Frequently Asked Questions

How do you calculate return on investment (ROI)?
ROI is calculated as (Net Profit / Investment Cost) x 100, where Net Profit equals the Amount Returned minus the Investment Cost. For example, if you invest $10,000 and receive $13,000 back, your net profit is $3,000 and your ROI is 30%. Be sure to include all costs (transaction fees, taxes, maintenance) in the investment cost for an accurate result.
What is annualized ROI and why does it matter?
Annualized ROI normalizes your return to a per-year basis using the formula [(Amount Returned / Investment Cost)^(1/years) - 1] x 100. This allows fair comparison between investments held for different time periods. A 50% total ROI over 5 years (8.4% annualized) is actually a weaker annual performance than a 25% ROI over 2 years (11.8% annualized), even though the total percentage is higher.
How does ROI compare to other investment metrics like IRR or CAGR?
ROI is the simplest profitability metric but does not account for the timing of cash flows. Internal Rate of Return (IRR) is better for investments with multiple cash flows at different times, like rental property with monthly income. Compound Annual Growth Rate (CAGR) is essentially the same as annualized ROI -- both normalize returns to a yearly rate. Use ROI for quick comparisons and IRR when cash flow timing varies significantly.

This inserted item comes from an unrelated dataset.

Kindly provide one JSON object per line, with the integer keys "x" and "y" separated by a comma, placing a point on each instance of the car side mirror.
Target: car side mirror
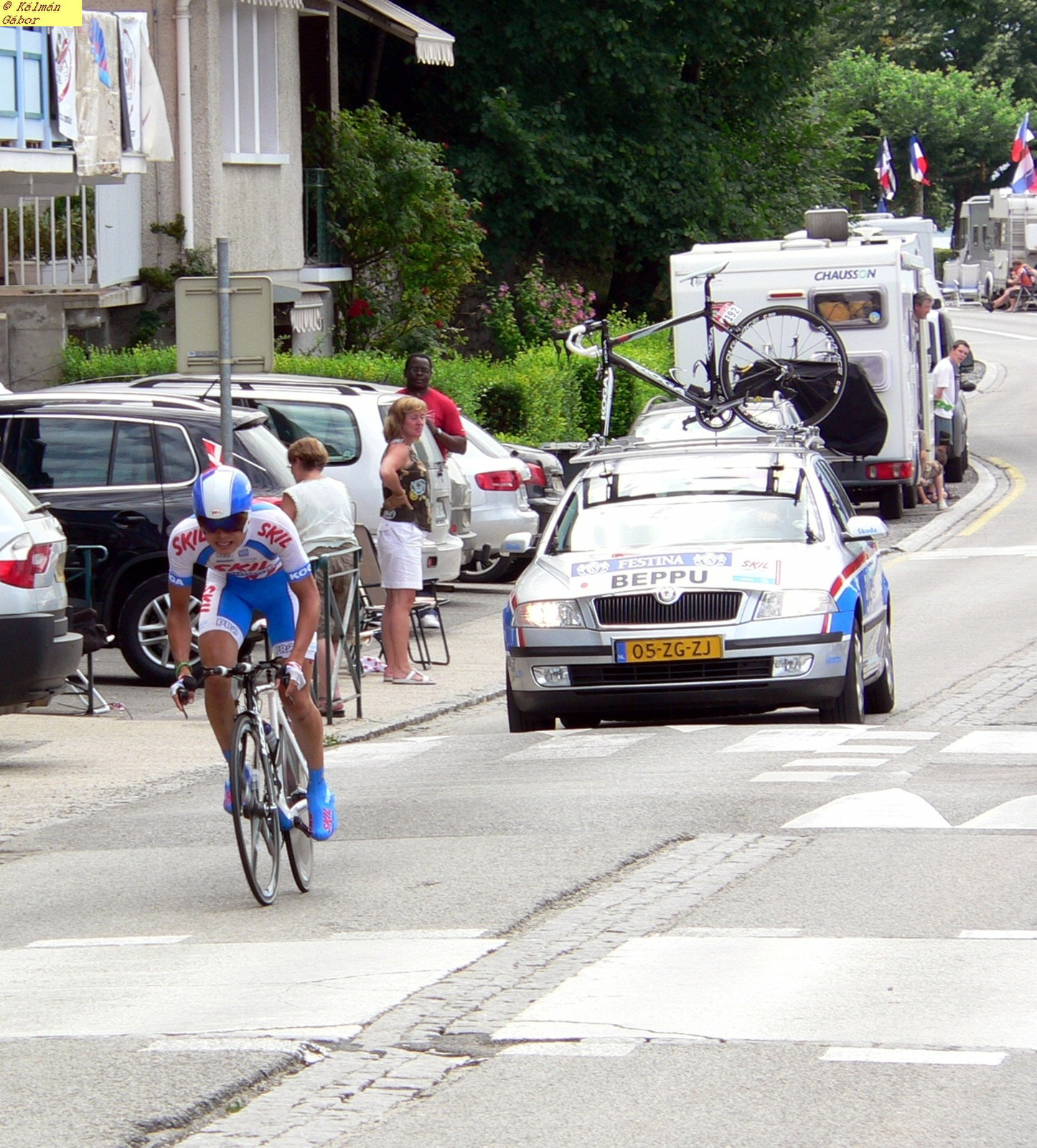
{"x": 518, "y": 543}
{"x": 861, "y": 527}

What is considered a good ROI benchmark?
A good ROI depends on the investment type and risk level. The S&P 500 has historically returned about 10% annually (roughly 7% after inflation), which serves as a common benchmark for equities. Real estate typically targets 8-12% annually including appreciation and rental income. Marketing campaigns often aim for 5:1 ROI (400% return). Any investment should beat the risk-free rate (currently around 4-5% from Treasury bonds) to justify taking on additional risk.
What are the limitations of using ROI as a decision metric?
ROI does not account for time value of money (a dollar today is worth more than a dollar tomorrow), risk differences between investments, opportunity cost, or the scale of the investment. A 100% ROI on a $100 investment ($100 profit) is a great percentage but a tiny amount compared to a 10% ROI on $1,000,000 ($100,000 profit). ROI also ignores ongoing cash flows and liquidity, so it works best as one metric among several when evaluating investment decisions.